As some league sources suggested, you could make a case that the Sixers are getting Brown for "free" or close to it. Morey might have jumped at it, too, under those circumstances.
What are people saying about all these centers getting paid?
Speaking of trends, being tall is back in fashion, and the league is spending to get it.
League executives have been struck by the money being spent on centers this summer. The Lakers traded two first-rounders, two second-rounders and two swaps to Utah in a sign-and-trade for Walker Kessler, whom they hope will become their franchise center for Luka Doncic's prime years, and then Los Angeles signed him to a four-year, $130 million deal.
"There's several teams who wanted Kessler for a few years, and if it had been a truly open market, other teams might've been willing to make a similar [trade] offer," one NBA personnel director said. "But I'd be worried about doing a big deal with the Ainges [Jazz front office leaders Danny and Austin] just on principle."
In another example of the demand for big men in the dawning age of Victor Wembanyama, Kristaps Porzingis, who has played just 74 games over the past two seasons, got two years and $40 million from the Warriors.
Robert Williams III, who has a long history of injuries, got three years and $44 million from Portland.
Mitchell Robinson, who averaged less than 20 minutes a game last season, got three years and $47 million from Boston.
Jock Landale, a career backup, got a one-year, $14 million deal from Atlanta. Moritz Wagner, coming off a season-ending left ACL tear, was given a two-year, $19 million contract to be a backup in Brooklyn. And this list could go on. (Not all are fully guaranteed).
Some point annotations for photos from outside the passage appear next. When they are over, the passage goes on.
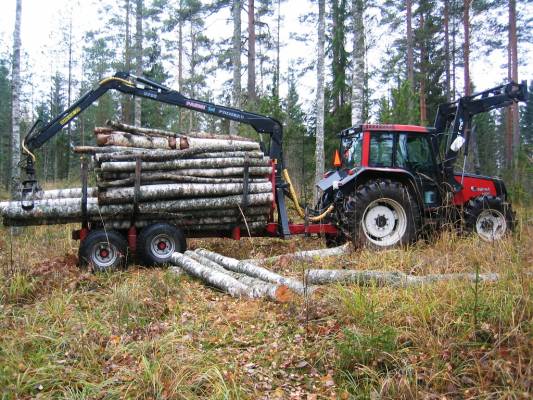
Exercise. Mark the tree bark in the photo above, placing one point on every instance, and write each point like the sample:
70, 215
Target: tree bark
358, 75
251, 52
178, 191
385, 278
15, 105
236, 59
212, 277
319, 151
138, 56
254, 271
127, 166
258, 288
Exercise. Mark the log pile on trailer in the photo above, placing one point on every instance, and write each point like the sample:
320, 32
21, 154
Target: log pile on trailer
200, 182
"I haven't seen it talked about at all, but what the Thunder got [Isaiah] Hartenstein for might be one of the deals of summer," one East executive said.
Hartenstein signed a three-year, $75 million extension in OKC, a mild pay cut in average annual value from his previous deal.
What is being said about the lower-than-expected salary cap?
Two years ago this month, the NBA signed its new 11-year media rights deals with ESPN, NBC and Amazon for more than $77 billion, tripling the previous deal in total value.
To avoid a big spike in the salary cap, which happened with the last rights deal in 2016 when it escalated 35% in one year and the Warriors were able to sign Kevin Durant, the players' union and the league agreed to smooth the influx of money and limit the salary cap to a maximum of 10% increases per year over three years.
With so much new money coming in, there was an operating assumption that the cap would hit that 10% mark in the first year of the new money.
But when the league announced its figures last week, the cap increase was "just" 6.7%. The NBA had warned teams it would come in lower than anticipated, but this was even less than previously forecast.
The reason for the reduction was a shorter-than-expected postseason, with the Knicks' dominance cutting the Eastern Conference finals and Finals short, sources said. But the overall drag is a result of slashed local TV earnings.
The new national money has made the local TV issue less of a factor, but it's definitely impacting revenues.
It was driven home last year, when even the big-market Knicks agreed to a 28% reduction in annual payments from MSG, which is a sister company. This past season, they took a $41 million pay cut.
This is repeating itself across the league and likely will remain an issue this upcoming season. The NBA is targeting a solution in 2027, when most local rights deals are up, and they are hoping to package them to one partner.
"It's one of the most significant financial things going on in the league right now," one team president said. "It's played at least some role in moving forward with expansion."